Descascar uma fruta por exemplo.”

Fato é que o processamento alimentar possui uma escala. Quanto mais alteramos as características do produto inicial, maior será o grau de processamento do produto final.

Qual a relação da nossa espécie com o processamento alimentar?

Não podemos datar com exatidão em que momento, nós do gênero Homo começamos a processar nossos alimentos, contudo sabemos que esta característica precede a nossa espécie Homo Sapiens, nossos ancestrais já processavam alimentos muito antes da nossa espécie povoar o planeta.

Isto porque o processamento alimentar ganhou um novo sentido a partir da domesticação do fogo, espécies do gênero Homo já utilizam o fogo em seu benefício há mais de 1 milhão de anos.

A domesticação do fogo, bem como suas aplicabilidades em nossa alimentação, possibilitaram a nutrição por meio de alimentos que precisam de cozimento para o consumo, é tido como um ponto de virada para o desenvolvimento de nossa espécie como conhecemos hoje!

O processamento alimentar com a utilização do fogo, é uma herança de nossos antepassados.

Nós evoluímos com o tempo, e paulatinamente desenvolvemos novos métodos e processos na cadeia do processamento alimentar.

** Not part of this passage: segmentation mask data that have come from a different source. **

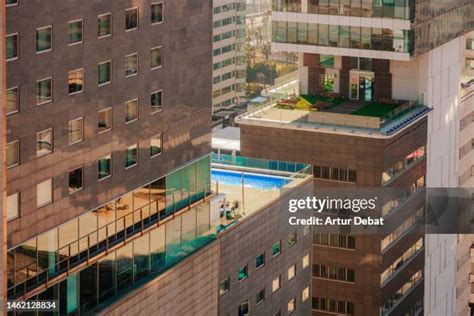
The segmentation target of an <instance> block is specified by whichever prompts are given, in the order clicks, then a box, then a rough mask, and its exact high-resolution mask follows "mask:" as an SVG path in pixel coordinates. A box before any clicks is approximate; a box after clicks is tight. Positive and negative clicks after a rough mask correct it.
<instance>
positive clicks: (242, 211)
mask: <svg viewBox="0 0 474 316" xmlns="http://www.w3.org/2000/svg"><path fill="white" fill-rule="evenodd" d="M211 161H212V170H211V176H212V181H213V182H214V183H215V184H216V190H217V191H216V192H217V199H218V200H219V203H220V212H219V213H220V220H219V224H220V225H219V226H218V227H217V231H218V232H223V231H225V230H227V229H228V228H230V227H231V226H233V225H234V224H237V223H238V222H239V221H241V220H244V219H245V218H247V217H250V216H252V215H253V214H255V213H257V212H259V211H260V210H263V209H265V208H266V207H267V206H268V205H270V204H271V203H274V202H275V201H278V200H279V199H280V198H281V197H282V196H284V195H285V194H286V193H287V192H290V191H293V190H295V189H296V188H298V187H299V186H301V185H303V184H304V183H306V181H308V180H309V179H311V166H310V165H305V164H302V163H291V162H283V161H275V160H266V159H257V158H247V157H240V156H232V155H225V154H213V155H212V160H211Z"/></svg>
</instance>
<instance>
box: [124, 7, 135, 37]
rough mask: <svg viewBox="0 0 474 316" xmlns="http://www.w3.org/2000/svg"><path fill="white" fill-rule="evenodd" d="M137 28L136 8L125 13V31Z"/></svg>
mask: <svg viewBox="0 0 474 316" xmlns="http://www.w3.org/2000/svg"><path fill="white" fill-rule="evenodd" d="M137 28H138V8H132V9H127V10H126V11H125V30H126V31H132V30H136V29H137Z"/></svg>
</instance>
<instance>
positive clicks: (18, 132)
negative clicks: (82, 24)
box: [7, 0, 212, 247]
mask: <svg viewBox="0 0 474 316" xmlns="http://www.w3.org/2000/svg"><path fill="white" fill-rule="evenodd" d="M20 2H21V1H20ZM134 6H138V7H139V27H138V29H137V30H133V31H128V32H126V31H125V10H126V9H127V8H129V7H134ZM164 8H165V9H164V22H163V23H161V24H158V25H151V24H150V18H149V17H150V11H149V10H150V4H149V2H148V1H139V2H135V3H134V4H131V3H130V2H128V1H99V2H97V3H95V4H94V5H92V6H89V5H87V6H86V5H83V4H82V3H81V4H79V3H76V2H74V1H54V2H48V3H47V4H46V3H43V2H41V3H39V2H38V3H36V2H35V3H30V2H27V1H25V2H21V3H20V4H19V5H18V6H13V7H9V8H7V33H14V32H18V33H19V34H20V40H19V52H20V53H19V58H18V59H17V60H14V61H9V62H8V64H7V67H8V72H7V88H11V87H16V86H17V87H19V91H20V111H19V112H18V113H16V114H12V115H10V116H8V122H7V125H8V133H7V141H13V140H19V141H20V164H19V165H18V166H16V167H13V168H11V169H9V170H8V173H7V176H8V189H7V191H8V194H13V193H15V192H20V198H21V202H20V216H19V217H18V218H17V219H14V220H12V221H10V222H9V223H8V232H9V247H12V246H15V245H17V244H19V243H21V242H24V241H26V240H28V239H30V238H31V237H34V236H36V235H38V234H40V233H42V232H44V231H46V230H48V229H50V228H52V227H55V226H57V225H59V224H61V223H63V222H66V221H67V220H69V219H72V218H74V217H76V216H78V215H80V214H81V213H84V212H85V211H87V210H90V209H92V208H94V207H97V206H99V205H101V204H103V203H106V202H108V201H110V200H111V199H113V198H115V197H117V196H119V195H122V194H124V193H126V192H128V191H130V190H131V189H134V188H137V187H139V186H140V185H141V184H144V183H148V182H150V181H151V180H153V179H156V178H158V177H160V176H163V175H165V174H167V173H168V172H170V171H172V170H173V169H175V168H177V167H178V166H181V165H183V164H185V163H186V162H188V161H190V160H193V159H196V158H198V157H201V156H202V155H204V154H207V153H208V152H209V151H210V126H211V119H210V113H211V109H210V106H209V104H208V103H209V100H210V99H211V84H210V80H211V69H210V66H209V65H210V64H211V52H210V47H211V40H212V39H211V33H212V25H211V14H212V7H211V5H210V2H200V1H193V0H186V1H178V2H175V1H164ZM31 12H35V14H34V15H33V16H32V15H31V14H30V13H31ZM108 12H111V13H112V21H113V22H112V23H113V25H112V36H109V37H107V38H97V16H98V15H99V14H104V13H108ZM189 17H192V18H191V19H190V18H189ZM76 19H83V37H84V38H83V43H82V44H77V45H73V46H68V44H67V42H66V39H67V26H68V24H67V22H68V21H71V20H76ZM46 25H52V26H53V39H52V42H53V48H52V51H50V52H46V53H41V54H36V53H35V42H34V41H35V29H36V28H37V27H42V26H46ZM160 45H161V46H162V47H163V48H162V54H163V56H162V64H163V66H162V67H161V68H158V69H155V70H151V69H150V49H151V48H153V47H156V46H160ZM135 52H136V53H138V56H139V73H138V75H136V76H134V77H130V78H126V77H125V69H124V65H125V61H124V60H125V56H126V55H127V54H130V53H135ZM190 52H192V54H190ZM106 60H111V61H112V78H111V79H112V82H111V83H110V84H108V85H105V86H98V85H97V65H98V63H100V62H103V61H106ZM78 68H83V69H84V78H85V79H84V82H85V83H84V91H83V92H82V93H78V94H75V95H68V91H67V89H68V87H67V85H68V82H67V75H68V71H71V70H74V69H78ZM50 76H51V77H52V78H53V101H52V102H51V103H48V104H44V105H41V106H36V105H35V104H36V102H35V93H36V89H35V82H36V80H39V79H41V78H45V77H50ZM204 78H208V80H204ZM157 90H162V91H163V101H162V102H163V106H162V111H160V112H158V113H154V114H151V109H150V94H151V93H153V92H155V91H157ZM134 98H138V102H139V110H138V111H139V114H138V115H139V119H138V120H137V121H134V122H131V123H128V124H125V108H124V103H125V102H126V101H128V100H131V99H134ZM108 107H112V113H113V114H112V115H113V118H112V121H113V126H112V129H111V130H110V131H108V132H105V133H103V134H98V132H97V120H98V118H97V112H98V111H99V110H102V109H105V108H108ZM80 117H82V118H83V119H84V136H83V141H82V142H80V143H77V144H73V145H68V121H69V120H73V119H76V118H80ZM38 118H40V119H38ZM47 128H53V134H54V135H53V139H54V140H53V143H54V150H53V153H51V154H49V155H47V156H44V157H39V158H37V157H36V153H35V147H36V145H35V142H36V133H37V132H39V131H41V130H44V129H47ZM159 133H162V135H163V154H162V155H161V156H158V157H156V158H153V159H150V155H149V146H150V138H151V137H153V136H155V135H157V134H159ZM132 144H138V148H139V149H138V152H139V153H138V155H139V163H138V166H136V167H134V168H131V169H125V165H124V164H125V149H126V147H127V146H130V145H132ZM107 154H112V177H110V178H109V179H106V180H104V181H97V159H98V158H100V157H102V156H104V155H107ZM79 166H84V174H83V183H84V189H83V190H81V191H80V192H77V193H75V194H74V195H71V196H70V195H69V194H68V190H67V181H68V170H70V169H73V168H76V167H79ZM48 178H53V180H54V181H53V183H54V194H53V196H54V197H53V203H51V204H49V205H47V206H44V207H42V208H40V209H37V208H36V184H37V183H38V182H41V181H43V180H46V179H48Z"/></svg>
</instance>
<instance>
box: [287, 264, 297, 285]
mask: <svg viewBox="0 0 474 316" xmlns="http://www.w3.org/2000/svg"><path fill="white" fill-rule="evenodd" d="M295 275H296V265H295V264H294V265H292V266H290V267H289V268H288V281H289V280H292V279H293V278H294V277H295Z"/></svg>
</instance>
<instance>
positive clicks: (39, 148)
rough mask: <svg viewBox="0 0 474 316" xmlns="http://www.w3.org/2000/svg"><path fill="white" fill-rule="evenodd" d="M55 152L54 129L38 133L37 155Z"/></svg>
mask: <svg viewBox="0 0 474 316" xmlns="http://www.w3.org/2000/svg"><path fill="white" fill-rule="evenodd" d="M52 152H53V129H51V128H50V129H47V130H44V131H41V132H39V133H37V134H36V156H37V157H41V156H44V155H47V154H50V153H52Z"/></svg>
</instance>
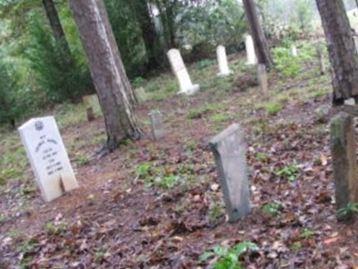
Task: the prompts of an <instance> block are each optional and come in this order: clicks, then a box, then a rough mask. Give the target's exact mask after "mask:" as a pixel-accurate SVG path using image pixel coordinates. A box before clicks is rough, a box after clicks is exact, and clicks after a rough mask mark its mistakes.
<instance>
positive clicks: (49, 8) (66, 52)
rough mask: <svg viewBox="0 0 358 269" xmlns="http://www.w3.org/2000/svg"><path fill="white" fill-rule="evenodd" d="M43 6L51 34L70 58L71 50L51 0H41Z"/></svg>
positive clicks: (70, 58) (69, 59) (58, 17)
mask: <svg viewBox="0 0 358 269" xmlns="http://www.w3.org/2000/svg"><path fill="white" fill-rule="evenodd" d="M42 4H43V7H44V9H45V12H46V16H47V18H48V20H49V22H50V26H51V29H52V32H53V35H54V37H55V39H56V41H57V42H59V43H60V44H61V46H62V48H63V50H64V52H65V53H66V54H67V56H68V57H69V60H71V50H70V47H69V45H68V42H67V39H66V35H65V32H64V30H63V28H62V24H61V21H60V18H59V15H58V12H57V9H56V6H55V3H54V2H53V0H42Z"/></svg>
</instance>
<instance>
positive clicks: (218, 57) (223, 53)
mask: <svg viewBox="0 0 358 269" xmlns="http://www.w3.org/2000/svg"><path fill="white" fill-rule="evenodd" d="M216 55H217V58H218V63H219V74H218V75H219V76H228V75H230V74H231V73H232V72H231V70H230V68H229V64H228V61H227V56H226V49H225V47H224V46H222V45H220V46H218V47H217V49H216Z"/></svg>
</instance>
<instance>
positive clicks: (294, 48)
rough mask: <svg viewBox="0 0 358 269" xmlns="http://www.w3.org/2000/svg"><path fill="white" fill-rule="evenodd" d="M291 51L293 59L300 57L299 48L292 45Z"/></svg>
mask: <svg viewBox="0 0 358 269" xmlns="http://www.w3.org/2000/svg"><path fill="white" fill-rule="evenodd" d="M291 51H292V56H293V57H297V56H298V51H297V47H296V46H295V45H292V47H291Z"/></svg>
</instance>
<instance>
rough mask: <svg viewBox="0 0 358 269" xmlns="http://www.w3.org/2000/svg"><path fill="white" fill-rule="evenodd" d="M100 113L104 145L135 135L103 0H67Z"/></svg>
mask: <svg viewBox="0 0 358 269" xmlns="http://www.w3.org/2000/svg"><path fill="white" fill-rule="evenodd" d="M70 6H71V9H72V11H73V14H74V17H75V21H76V24H77V27H78V29H79V32H80V36H81V39H82V43H83V46H84V48H85V51H86V54H87V57H88V60H89V64H90V69H91V74H92V78H93V81H94V84H95V87H96V90H97V94H98V97H99V100H100V103H101V107H102V111H103V114H104V119H105V124H106V131H107V148H108V149H109V150H114V149H115V148H116V147H117V146H118V144H119V143H120V142H121V141H122V140H123V139H126V138H130V139H139V138H140V136H141V131H140V129H139V128H138V126H137V122H136V118H135V115H134V112H133V101H134V98H133V96H134V95H133V91H132V88H131V85H130V83H129V81H128V78H127V75H126V72H125V70H124V67H123V63H122V60H121V58H120V54H119V51H118V48H117V45H116V42H115V39H114V36H113V32H112V28H111V26H110V24H109V20H108V15H107V12H106V10H105V7H104V3H103V0H70Z"/></svg>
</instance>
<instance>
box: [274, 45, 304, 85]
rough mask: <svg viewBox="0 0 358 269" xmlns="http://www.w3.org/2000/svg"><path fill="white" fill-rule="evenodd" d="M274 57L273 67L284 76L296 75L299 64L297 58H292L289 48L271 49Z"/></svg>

Sendo assim processar alimentos é um comportamento de nossa espécie desde o seu nascimento, é parte ativa do nosso cotidiano.

A transição de nosso estilo de vida caçador-coletor para o estilo de vida “sedentárioagrícola, trouxe novas camadas para o processamento dos alimentos, cultivar alimentos nos permitiu criarmos estoques de alimentos, obrigatoriamente fomos forçados e desenvolver novas técnicas para aumentar a perecibilidade dos alimentos produzidos, de nada adianta um excedente de alimentos, se não podermos aproveitá-los em um momento de escassez de recursos.

Diversas foram as soluções encontradas para este problema. Mudar as características dos alimentos, isto é transformar o alimento em outro produto, nos conferiu diversas vantagens, sendo a maior delas, aproveitar o máximo dos recursos disponíveis:

Secagem, fermentação, desidratação, eram processos utilizados para aumentar a vida útil dos alimentos!

Os alimentos sempre foram e continuam sendo até os dias atuais, um grande centro econômico dentro das sociedades.

Isso porque se alimentar não é uma escolha, mas sim uma demanda fisiológica.

Revolução industrial e o processamento alimentar.

A revolução industrial marca o fenômeno de marcha da população agrícola para o meio urbano.

O aumento na densidade populacional das cidades, criou diversos problemas logísticos acerca do acesso aos alimentos pela população.

Uma vez que os alimentos produzidos no campo, estragavam antes mesmo de chegar nos grandes centros, fazendo com que a população tivesse dificuldade em encontrar alimentos seguros para o seu consumo.

Ao redor dos problemas logísticos, as empresas alimentícias surgiram com o objetivo de suprir a nova demanda criada pela revolução industrial.

Partindo deste ponto, diversos foram os produtos, desenvolvimentos e soluções encontradas pela indústria a fim de suprir a demanda por alimentos da população.

Ano após ano, década após década a indústria de alimentos continuou seu processo de desenvolvimento e aprimoramento, refinando tecnologias, ganhando capacidade produtiva e escala de escoamento de produtos.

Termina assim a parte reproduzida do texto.